2001 by Nathan Winograd

Audience: Executive Leadership, Foster Caregivers, Public, Shelter/Rescue Staff & Volunteers, Veterinary Team

A decade ago, the idea of finding a home for every healthy shelter dog and cat would have sounded like science fiction. Now we are poised to make it a reality. But whether you call it No More Homeless Pets, No Kill, or other things, in a nutshell, the challenge is to build a humane "society."

To meet that challenge, we need to get the community excited, to energize people for the task at hand. Everybody needs to be a part of the mission. And the measure of how much we succeed - or fail - is a function of what happens to the cat living in an alley in our community, whether the business downtown adops a ‘pets at work' policy, whether landlords will help our lifesaving goals by saying yes to renters with dogs, whether our neighbors adopt imperfect pets because they believe in our lifesaving mission. It is about the cafes, the storefronts, the squares, the neighborhoods. That is how we will be measured. And that is what it takes to save all the lives at risk - regardless of how big or how small your shelter is.

What confuses a lot of people in this movement, what stops them before they start is the completely false idea that to end the killing of healthy and sick homeless pets, you need to start with big bucks and big shelters. That helps, it helps a lot, but it is putting the cart before the horse. And that's not so great an idea when our cart and our horse have a long way to go.

To reach our goals, we must first focus our energies, not on building a shelter, but on rebuilding our relationship with the community.

If No Kill is going to become a reality in our hometowns, the ethic, the beliefs, the desire must penetrate the community. No-Kill may be defined by what happens to the animals within the halls of the shelter, but it can only be achieved by what happens outside of them. How much the lifesaving ethic is embraced in the cafes, storefronts, squares and neighborhoods. By how much we build our image by reflecting the values that people hold dear, and in turn expand the resources to save more and more lives at risk.

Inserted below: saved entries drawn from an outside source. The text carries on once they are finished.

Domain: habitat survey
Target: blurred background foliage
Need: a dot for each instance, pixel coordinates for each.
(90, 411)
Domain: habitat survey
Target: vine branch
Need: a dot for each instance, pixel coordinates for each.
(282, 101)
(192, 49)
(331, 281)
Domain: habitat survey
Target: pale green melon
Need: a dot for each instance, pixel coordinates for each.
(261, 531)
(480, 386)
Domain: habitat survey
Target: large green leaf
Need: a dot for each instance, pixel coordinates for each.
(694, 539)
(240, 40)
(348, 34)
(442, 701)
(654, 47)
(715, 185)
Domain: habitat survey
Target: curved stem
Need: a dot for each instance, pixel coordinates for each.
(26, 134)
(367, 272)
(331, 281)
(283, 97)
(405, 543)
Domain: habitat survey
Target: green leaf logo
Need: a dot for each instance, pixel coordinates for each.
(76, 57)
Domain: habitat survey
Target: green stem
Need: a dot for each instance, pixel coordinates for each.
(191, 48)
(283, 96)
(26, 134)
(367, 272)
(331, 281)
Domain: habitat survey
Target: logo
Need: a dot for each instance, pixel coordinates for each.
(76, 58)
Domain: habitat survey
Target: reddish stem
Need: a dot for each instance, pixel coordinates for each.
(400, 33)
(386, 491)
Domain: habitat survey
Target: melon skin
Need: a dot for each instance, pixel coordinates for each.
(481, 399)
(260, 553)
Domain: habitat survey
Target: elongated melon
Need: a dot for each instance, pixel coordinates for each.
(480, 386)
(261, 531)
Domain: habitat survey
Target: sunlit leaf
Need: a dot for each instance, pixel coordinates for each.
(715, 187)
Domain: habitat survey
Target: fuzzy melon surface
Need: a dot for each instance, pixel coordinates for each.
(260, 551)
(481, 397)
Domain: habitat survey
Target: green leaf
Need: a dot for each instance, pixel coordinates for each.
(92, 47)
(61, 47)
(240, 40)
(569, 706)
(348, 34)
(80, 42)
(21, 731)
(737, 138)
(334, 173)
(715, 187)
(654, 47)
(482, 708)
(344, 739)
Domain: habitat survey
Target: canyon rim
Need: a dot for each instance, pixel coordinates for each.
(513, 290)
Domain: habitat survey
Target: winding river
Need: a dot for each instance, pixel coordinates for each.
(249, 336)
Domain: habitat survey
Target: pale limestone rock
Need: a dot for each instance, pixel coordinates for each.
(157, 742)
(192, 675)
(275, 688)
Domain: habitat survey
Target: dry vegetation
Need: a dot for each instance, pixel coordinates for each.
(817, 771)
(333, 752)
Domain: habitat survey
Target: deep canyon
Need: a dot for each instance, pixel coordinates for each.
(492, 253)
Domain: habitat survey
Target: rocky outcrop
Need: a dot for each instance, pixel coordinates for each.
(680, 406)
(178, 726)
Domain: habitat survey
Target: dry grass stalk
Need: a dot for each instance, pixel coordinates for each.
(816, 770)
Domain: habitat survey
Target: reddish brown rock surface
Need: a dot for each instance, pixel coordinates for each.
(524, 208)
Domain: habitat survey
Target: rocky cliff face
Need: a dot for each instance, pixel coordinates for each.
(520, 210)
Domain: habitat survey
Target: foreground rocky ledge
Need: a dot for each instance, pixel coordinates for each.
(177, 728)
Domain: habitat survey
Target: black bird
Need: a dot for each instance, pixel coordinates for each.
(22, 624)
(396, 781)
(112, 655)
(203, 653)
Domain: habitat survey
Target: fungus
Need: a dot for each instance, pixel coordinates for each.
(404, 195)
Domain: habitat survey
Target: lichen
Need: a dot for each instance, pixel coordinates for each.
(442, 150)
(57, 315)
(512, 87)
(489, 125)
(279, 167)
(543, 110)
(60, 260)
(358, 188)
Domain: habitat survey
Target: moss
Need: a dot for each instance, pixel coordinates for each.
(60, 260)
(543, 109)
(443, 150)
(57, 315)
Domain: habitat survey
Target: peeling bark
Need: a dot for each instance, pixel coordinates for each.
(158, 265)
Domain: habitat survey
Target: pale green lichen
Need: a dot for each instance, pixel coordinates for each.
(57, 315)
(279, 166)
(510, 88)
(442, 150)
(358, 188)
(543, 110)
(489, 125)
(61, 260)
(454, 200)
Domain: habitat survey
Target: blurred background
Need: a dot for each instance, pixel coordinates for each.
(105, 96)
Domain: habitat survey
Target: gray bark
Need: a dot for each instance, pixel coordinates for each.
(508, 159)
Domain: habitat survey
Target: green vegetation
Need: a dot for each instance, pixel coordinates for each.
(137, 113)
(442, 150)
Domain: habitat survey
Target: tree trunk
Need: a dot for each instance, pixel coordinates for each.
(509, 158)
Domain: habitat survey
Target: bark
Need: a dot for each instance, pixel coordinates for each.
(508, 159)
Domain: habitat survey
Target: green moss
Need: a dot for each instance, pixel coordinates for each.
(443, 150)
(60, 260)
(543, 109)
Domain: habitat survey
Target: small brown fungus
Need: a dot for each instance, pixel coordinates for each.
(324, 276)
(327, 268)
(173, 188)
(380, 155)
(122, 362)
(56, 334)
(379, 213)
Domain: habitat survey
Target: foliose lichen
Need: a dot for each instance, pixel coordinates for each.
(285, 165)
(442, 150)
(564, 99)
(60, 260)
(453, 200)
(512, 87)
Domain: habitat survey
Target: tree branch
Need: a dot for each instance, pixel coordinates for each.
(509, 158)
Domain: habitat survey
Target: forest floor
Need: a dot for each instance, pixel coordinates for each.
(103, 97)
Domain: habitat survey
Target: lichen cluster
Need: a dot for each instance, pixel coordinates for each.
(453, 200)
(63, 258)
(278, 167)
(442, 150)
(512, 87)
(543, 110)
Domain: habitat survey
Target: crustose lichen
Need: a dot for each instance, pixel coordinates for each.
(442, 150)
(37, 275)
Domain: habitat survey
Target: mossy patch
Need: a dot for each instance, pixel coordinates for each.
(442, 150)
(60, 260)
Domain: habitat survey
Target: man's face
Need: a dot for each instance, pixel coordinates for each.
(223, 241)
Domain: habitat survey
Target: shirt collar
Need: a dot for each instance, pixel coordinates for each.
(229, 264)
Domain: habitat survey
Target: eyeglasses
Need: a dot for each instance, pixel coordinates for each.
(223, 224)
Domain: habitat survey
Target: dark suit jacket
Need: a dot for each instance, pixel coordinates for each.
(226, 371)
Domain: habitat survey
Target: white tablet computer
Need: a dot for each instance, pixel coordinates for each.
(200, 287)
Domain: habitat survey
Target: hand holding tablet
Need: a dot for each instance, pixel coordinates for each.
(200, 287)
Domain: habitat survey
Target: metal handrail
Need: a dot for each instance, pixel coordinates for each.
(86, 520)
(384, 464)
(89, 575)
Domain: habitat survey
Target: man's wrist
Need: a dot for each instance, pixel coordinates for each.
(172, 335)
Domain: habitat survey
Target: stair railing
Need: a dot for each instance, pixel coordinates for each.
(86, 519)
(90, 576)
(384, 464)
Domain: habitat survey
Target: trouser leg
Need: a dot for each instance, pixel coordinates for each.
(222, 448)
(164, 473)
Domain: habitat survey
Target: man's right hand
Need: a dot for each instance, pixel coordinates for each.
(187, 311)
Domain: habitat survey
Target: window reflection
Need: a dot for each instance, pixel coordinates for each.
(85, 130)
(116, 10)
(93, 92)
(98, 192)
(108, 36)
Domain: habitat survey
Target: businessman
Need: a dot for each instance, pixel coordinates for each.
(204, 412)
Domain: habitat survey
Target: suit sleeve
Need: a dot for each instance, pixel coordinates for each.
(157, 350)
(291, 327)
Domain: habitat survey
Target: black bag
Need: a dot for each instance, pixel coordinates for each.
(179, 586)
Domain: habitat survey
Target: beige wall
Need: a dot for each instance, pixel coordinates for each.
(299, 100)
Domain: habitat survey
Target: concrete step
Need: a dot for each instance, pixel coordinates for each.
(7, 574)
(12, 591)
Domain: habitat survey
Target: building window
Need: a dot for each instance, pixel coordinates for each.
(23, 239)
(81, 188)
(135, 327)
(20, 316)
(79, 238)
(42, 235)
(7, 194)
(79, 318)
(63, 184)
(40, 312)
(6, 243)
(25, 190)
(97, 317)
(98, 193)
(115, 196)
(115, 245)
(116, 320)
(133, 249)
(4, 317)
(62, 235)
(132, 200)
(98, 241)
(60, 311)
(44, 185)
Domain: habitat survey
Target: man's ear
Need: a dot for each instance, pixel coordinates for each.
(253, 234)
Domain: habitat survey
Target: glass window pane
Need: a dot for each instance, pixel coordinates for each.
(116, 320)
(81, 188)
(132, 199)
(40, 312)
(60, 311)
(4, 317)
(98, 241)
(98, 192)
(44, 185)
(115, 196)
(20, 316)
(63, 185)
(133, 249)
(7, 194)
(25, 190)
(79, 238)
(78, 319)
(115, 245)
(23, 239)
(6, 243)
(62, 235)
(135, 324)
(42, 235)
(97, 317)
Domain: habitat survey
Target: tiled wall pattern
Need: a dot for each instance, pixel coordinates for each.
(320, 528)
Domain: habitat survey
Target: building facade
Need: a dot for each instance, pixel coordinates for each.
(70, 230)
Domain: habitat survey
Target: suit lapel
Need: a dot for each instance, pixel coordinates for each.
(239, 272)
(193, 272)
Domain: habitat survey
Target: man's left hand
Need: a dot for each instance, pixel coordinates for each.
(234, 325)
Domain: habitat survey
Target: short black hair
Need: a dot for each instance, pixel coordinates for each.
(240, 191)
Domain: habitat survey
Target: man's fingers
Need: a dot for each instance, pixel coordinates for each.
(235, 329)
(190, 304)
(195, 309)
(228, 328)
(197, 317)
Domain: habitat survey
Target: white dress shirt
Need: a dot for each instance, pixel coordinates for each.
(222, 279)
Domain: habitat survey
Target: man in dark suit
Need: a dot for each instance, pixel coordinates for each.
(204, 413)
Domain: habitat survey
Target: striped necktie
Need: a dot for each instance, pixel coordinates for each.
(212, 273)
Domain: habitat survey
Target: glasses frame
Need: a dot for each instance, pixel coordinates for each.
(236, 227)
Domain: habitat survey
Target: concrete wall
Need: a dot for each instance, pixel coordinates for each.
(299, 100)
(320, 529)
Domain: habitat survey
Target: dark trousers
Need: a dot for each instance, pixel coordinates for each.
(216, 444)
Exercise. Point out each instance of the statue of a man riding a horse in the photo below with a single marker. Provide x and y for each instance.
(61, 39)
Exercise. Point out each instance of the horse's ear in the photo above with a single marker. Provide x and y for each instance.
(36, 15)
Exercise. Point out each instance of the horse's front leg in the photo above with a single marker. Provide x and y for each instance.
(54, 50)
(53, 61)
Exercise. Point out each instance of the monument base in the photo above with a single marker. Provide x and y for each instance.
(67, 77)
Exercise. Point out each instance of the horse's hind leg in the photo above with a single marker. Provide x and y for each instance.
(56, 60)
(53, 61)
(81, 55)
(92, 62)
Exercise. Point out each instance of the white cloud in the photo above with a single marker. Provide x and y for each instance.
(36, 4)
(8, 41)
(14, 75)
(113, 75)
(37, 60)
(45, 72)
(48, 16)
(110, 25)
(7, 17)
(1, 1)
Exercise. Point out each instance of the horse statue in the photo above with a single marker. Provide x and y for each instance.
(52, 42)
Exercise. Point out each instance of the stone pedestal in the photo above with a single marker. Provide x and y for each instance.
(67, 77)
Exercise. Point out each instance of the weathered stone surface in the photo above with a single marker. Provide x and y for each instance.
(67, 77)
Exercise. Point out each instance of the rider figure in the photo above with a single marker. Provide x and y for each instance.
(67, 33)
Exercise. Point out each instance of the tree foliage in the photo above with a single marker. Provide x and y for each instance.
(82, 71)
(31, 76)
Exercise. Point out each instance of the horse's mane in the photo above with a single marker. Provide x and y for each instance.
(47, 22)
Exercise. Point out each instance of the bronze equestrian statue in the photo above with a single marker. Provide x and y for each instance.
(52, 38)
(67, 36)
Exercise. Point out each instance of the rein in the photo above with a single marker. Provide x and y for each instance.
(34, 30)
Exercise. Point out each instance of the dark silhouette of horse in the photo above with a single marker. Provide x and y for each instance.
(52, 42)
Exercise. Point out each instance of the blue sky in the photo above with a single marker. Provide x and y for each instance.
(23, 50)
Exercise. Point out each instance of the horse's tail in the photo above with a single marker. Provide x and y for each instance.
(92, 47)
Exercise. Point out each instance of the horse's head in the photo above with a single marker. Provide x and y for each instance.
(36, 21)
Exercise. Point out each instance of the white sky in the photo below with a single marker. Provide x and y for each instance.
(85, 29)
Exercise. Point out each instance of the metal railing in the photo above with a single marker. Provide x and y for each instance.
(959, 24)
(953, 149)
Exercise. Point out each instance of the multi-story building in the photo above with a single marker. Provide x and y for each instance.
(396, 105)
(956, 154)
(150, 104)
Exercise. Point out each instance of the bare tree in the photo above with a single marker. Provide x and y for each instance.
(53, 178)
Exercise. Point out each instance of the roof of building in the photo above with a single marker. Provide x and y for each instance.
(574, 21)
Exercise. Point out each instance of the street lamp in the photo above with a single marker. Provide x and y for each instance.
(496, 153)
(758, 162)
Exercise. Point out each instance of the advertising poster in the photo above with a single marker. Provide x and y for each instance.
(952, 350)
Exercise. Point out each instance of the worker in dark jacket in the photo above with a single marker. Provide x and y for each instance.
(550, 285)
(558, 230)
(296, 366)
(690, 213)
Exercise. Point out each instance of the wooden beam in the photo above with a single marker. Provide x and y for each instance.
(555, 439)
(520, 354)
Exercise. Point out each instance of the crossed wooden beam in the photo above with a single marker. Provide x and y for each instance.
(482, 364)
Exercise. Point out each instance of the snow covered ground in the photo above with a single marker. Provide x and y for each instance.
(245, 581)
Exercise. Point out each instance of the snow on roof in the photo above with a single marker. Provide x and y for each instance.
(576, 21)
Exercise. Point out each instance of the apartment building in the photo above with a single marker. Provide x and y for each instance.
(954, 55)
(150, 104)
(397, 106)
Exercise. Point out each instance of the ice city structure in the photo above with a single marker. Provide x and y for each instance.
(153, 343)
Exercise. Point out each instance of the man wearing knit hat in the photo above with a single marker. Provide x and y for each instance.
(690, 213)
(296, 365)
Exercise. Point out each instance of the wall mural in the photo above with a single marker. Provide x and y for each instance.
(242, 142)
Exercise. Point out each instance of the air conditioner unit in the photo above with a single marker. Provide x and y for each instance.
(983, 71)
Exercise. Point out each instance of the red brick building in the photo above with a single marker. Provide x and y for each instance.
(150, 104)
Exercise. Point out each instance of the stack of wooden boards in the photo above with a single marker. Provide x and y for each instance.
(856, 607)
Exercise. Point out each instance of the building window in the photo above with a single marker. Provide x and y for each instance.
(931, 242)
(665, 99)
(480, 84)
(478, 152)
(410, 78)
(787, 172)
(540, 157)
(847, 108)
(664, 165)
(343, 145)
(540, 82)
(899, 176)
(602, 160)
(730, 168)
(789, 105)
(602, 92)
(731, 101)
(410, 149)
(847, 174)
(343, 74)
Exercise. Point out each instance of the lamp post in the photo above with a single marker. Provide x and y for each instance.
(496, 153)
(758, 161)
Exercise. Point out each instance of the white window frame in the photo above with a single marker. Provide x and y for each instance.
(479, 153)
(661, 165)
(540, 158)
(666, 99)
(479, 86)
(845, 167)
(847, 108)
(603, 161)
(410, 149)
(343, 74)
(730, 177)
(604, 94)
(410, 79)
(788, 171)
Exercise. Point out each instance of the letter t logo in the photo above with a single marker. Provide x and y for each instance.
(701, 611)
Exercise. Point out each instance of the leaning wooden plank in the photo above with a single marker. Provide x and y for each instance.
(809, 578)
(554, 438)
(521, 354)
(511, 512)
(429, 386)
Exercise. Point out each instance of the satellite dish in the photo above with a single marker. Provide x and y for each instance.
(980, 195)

Let me give you one example. Jamie had never heard of feral cats. All Jamie knew was that after she fed the hungry stray in her yard, she started noticing others - all of them hungry. So she started feeding them. And she wanted to have them spayed.

She managed to catch them - one by one. And since she paid full price, over $200 for an exam, vaccinations, and spay/neuter, she could only afford one cat every two weeks.

When the local SPCA opened a feral cat spay/neuter clinic and began loaning out traps for free, Jamie went on to trap and alter over 120 cats in one year alone. And a team of 70 "Jamies" put together a neonatal foster network that reduced kitten deaths by 85% throughout the city.

Jamie exists in every community. We need to tap into that energy, that compassion, that desire to do the right thing - and harness it. We build a humane shelter within our walls. We become a humane society by embracing the landlords, merchants, and feral cat caretakers in our communities - and energizing them for the lifesaving effort ahead.

It is absolutely essential for the humane movement to embrace the community we serve. We cannot save the lives of animals without people's help.

If you reflect the community's values, if you are doing a good job for animals, if you tell them about it, and then ask for their help. They do help. They want to be a part of the effort. Jamie traps cats for spay/neuter. Landlords make their apartments "pet friendly." Others give donations.

Whether its pets in rental housing, dogs at work, cats in alleys, or finding homes for older, sick, injured or traumatized pets in our shelter, if we are going to save lives, we need four things: desire, creativity, flexibility, and most importantly, community support.

The big, beautiful shelter, the expanding resource base, the successes will all be a byproduct of that, not their cause.

Nathan Winograd

Nathan Winograd is the former Executive Director of the Tompkins County SPCA in Ithaca, New York, and the former Director of Operations for the San Francisco SPCA. Nathan currently directs The No-Kill Advocacy Center and is the author of Redemption, about the no-kill movement.